Couple plan to brighten up Evelyn Street
By Gordon Dritschilo
STaff writer | July 11,2013
Albert J. Marro / Staff Photo
The downtown Rutland building comprising 9-13 Evelyn St. has been purchased and is undergoing a new look.
Evelyn Street is about to get more colorful.
Shawn and Jamie Pemrick have bought the building at 9-13 Evelyn St., the main structure on the block, and are in the middle of renovating with plans of filling the mostly vacant spaces.
They are also giving it a bright paint job — described by the Downtown Rutland Partnership as “a throwback to what might have been seen in San Francisco’s Haight-Ashbury section.”
The Pemricks plan three apartments, space for Shawn Pemrick’s photography studio and some sort of retail operation. Jamie Pemrick said she will not move her Trace of Lace bridal boutique from North Main Street to the site.
“We’ve already moved it once and we’re not doing that again,” she said. “We’re happy with what we’ve got for that.”
The smoke and tattoo shops already in the building will remain put, Pemrick said, and a number of people have looked at the empty storefront that previously housed Chasers bar.
“We’re looking for more like a restaurant-bistro, baker-type,” she said. “We’re doing a lot of our own marketing.”
Pemrick said the building, which has 2,300 square feet available for rental, sold for $135,000. She said they were originally looking to rent space in it for her husband’s photo studio, but the price was right to buy.
“We got it for a steal,” she said. “We want to revive downtown. ... For us, it’s a price thing.
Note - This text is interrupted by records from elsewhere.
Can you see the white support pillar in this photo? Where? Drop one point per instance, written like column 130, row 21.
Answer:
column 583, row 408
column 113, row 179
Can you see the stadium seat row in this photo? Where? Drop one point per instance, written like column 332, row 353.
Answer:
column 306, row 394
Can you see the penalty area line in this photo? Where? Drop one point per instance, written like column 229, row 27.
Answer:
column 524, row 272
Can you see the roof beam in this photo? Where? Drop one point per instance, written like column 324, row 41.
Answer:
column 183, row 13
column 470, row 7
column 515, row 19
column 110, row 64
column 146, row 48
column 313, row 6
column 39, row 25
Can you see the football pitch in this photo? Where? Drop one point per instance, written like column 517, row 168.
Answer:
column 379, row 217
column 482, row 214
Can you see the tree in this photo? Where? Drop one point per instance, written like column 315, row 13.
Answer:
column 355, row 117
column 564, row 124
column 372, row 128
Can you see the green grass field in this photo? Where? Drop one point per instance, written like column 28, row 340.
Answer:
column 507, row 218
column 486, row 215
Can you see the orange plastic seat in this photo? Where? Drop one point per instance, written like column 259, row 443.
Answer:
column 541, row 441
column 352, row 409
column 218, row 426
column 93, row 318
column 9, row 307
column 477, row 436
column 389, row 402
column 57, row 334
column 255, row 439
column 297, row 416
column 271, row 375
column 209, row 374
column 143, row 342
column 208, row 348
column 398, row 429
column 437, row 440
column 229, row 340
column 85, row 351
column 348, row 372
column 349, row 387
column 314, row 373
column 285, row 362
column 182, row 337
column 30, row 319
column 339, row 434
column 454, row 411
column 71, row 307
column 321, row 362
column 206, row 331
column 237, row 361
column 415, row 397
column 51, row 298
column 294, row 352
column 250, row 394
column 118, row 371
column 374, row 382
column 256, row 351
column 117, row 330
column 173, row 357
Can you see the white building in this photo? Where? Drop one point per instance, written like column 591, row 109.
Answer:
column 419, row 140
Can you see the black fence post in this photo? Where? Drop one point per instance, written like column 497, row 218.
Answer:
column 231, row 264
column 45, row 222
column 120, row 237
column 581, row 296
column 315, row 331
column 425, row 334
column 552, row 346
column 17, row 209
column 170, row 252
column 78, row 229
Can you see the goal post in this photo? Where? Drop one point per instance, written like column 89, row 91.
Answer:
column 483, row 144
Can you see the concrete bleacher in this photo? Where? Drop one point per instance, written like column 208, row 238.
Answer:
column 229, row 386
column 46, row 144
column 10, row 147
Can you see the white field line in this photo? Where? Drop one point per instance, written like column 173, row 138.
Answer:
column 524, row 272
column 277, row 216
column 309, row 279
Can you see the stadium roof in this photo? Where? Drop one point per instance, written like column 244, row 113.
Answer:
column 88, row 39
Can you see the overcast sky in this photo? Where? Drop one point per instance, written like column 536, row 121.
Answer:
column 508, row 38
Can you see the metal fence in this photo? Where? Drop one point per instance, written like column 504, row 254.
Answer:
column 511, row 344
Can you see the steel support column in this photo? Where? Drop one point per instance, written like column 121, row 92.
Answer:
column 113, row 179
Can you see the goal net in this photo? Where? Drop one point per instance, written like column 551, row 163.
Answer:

We’re always looking for something we can fix up, but at a good price.”
Michael Coppinger, DRP executive director, said the top level of the building had been used as storage for at least a decade and that the main storefront had been vacant for at least a year and a half.
Pemrick said the color scheme was drawn from a nearby mural.
“We wanted to draw positive attention to the building and possibly make it a landmark, maybe draw people to it who want to take pictures,” Pemrick said.
The color scheme won approval Wednesday morning from the Architectural Review Board, which is charged with maintaining the historical character of downtown buildings.
“The Architectural Review Committee really took into consideration that it’s a wood structure that’s not in the continuous downtown, like Center Street, but a standalone building,” Coppinger said, adding that the Pemricks were also restoring some historical aspects of the facade.
“I think if it were the Richardson building, next to the Paramount, it would be a different situation,”he said. “You kind of have a funky-looking neighborhood unto itself over there.”